In theory, one of the appealing aspects of Hadoop is that one can use commodity servers with DAS to inexpensively and rapidly spin up clusters. However, if you have invested in storage management, and have concerns about compliance, availability, governance, and information management, you might not find the Hadoop barebones approach appealing whatsoever.
That is, if you run a tight data center, why litter it with a commodity server farm that introduces additional headaches from a cost, management, and risk perspective? Symantec, through its Veritas Cluster File System (CFS), long a harbinger of storage management best practices, just made a fascinating and free option available to its customers who want to dive into Hadoop without leaving behind investments they have made in optimizing storage, governance, and security. Symantec calls its offering Symantec Enterprise Solution for Hadoop. Here's a 3 minute video on how it works.

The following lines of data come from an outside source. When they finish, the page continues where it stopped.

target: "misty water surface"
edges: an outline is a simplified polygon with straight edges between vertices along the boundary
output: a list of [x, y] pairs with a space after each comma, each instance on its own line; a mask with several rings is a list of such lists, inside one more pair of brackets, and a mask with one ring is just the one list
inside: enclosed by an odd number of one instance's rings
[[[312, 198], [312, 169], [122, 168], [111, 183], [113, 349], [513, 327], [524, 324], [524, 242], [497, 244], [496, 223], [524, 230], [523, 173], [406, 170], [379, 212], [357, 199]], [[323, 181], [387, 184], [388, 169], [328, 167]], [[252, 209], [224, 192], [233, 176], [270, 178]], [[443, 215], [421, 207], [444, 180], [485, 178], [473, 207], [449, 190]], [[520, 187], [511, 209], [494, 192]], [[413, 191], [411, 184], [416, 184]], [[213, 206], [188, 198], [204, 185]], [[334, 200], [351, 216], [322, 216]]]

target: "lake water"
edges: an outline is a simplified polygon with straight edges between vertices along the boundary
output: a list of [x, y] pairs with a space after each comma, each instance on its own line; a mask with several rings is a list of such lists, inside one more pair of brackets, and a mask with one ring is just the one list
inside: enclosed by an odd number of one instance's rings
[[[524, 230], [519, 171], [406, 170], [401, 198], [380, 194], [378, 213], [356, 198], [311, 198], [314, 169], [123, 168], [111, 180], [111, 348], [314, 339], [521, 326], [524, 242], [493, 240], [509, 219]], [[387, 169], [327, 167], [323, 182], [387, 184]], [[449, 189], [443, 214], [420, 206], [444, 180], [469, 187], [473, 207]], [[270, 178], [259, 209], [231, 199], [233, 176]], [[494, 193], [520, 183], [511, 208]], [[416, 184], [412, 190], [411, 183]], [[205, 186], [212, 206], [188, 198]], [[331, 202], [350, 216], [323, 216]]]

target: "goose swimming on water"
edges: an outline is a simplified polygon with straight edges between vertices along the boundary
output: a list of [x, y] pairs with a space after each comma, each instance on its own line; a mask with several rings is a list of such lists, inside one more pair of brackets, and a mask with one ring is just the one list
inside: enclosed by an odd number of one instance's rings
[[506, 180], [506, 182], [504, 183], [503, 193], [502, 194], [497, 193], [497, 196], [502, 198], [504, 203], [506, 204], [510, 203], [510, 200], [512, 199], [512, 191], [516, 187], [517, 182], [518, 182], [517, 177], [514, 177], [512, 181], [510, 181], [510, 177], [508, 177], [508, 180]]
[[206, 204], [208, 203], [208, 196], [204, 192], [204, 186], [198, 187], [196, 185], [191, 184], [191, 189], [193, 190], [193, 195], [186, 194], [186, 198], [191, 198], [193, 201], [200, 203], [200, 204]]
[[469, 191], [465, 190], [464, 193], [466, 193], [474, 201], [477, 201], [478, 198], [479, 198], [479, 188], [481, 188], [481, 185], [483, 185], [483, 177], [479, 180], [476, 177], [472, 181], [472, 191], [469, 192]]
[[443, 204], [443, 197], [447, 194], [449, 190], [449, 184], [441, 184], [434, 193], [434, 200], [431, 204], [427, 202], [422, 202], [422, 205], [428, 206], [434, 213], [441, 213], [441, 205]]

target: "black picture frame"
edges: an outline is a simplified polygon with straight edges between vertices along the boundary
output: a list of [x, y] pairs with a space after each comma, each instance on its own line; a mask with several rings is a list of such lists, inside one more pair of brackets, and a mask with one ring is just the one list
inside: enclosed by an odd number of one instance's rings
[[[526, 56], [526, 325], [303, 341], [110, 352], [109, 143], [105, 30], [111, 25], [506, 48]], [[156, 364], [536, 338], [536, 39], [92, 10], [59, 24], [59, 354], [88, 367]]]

How specifically does Symantec's Hadoop solution help customers? First, IT has tried to run away from server sprawl for many years - interest in virtualization, appliances, and cloud/SaaS are proof points. While the commodity server/DAS approach works for Web 2.0 companies who possess plenty of deep in-house technical personnel to make it work and keep it working, most enterprises want to deal with fewer boxes. Symantec's approach eliminates or reduces the need to add hardware for Hadoop.
Second, in order to make Hadoop work there is a fair amount of data replication between nodes, and Hadoopists should be prepared for plenty of data migration to populate Hadoop in the first place. For Hadoop, the embedded and external information management requirements are considerable. Again, the Symantec approach of using data in-place reduces overall data footprint and data movement requirements.
Finally, Hadoop has a bit of an availability reputation problem, due to the single-point of failure possibilities associated with Name Node and Job Tracker. Symantec supplants Name Node with CFS to make Hadoop HA, and uses VCS (Veritas Cluster Server) to overlay the frailties of Job Tracker.
Symantec primarily accomplishes "instant Hadoop" by (a) adding a connector for CFS and (b) rerouting HDFS through CFS. Is what Symantec doing pure Hadoop? Well, MapReduce runs fine in CFS mode, and Symantec has partnered with Hortonworks for Hadoop distribution and support (the Symantec piece is free to CFS customers, but you will pay for the Hortonworks distribution as you normally would). Rather incredibly, if you are an existing CFS customer you can download the connector for free from Symantec, download the Hortonworks distribution, and literally be running Hadoop in a day or less.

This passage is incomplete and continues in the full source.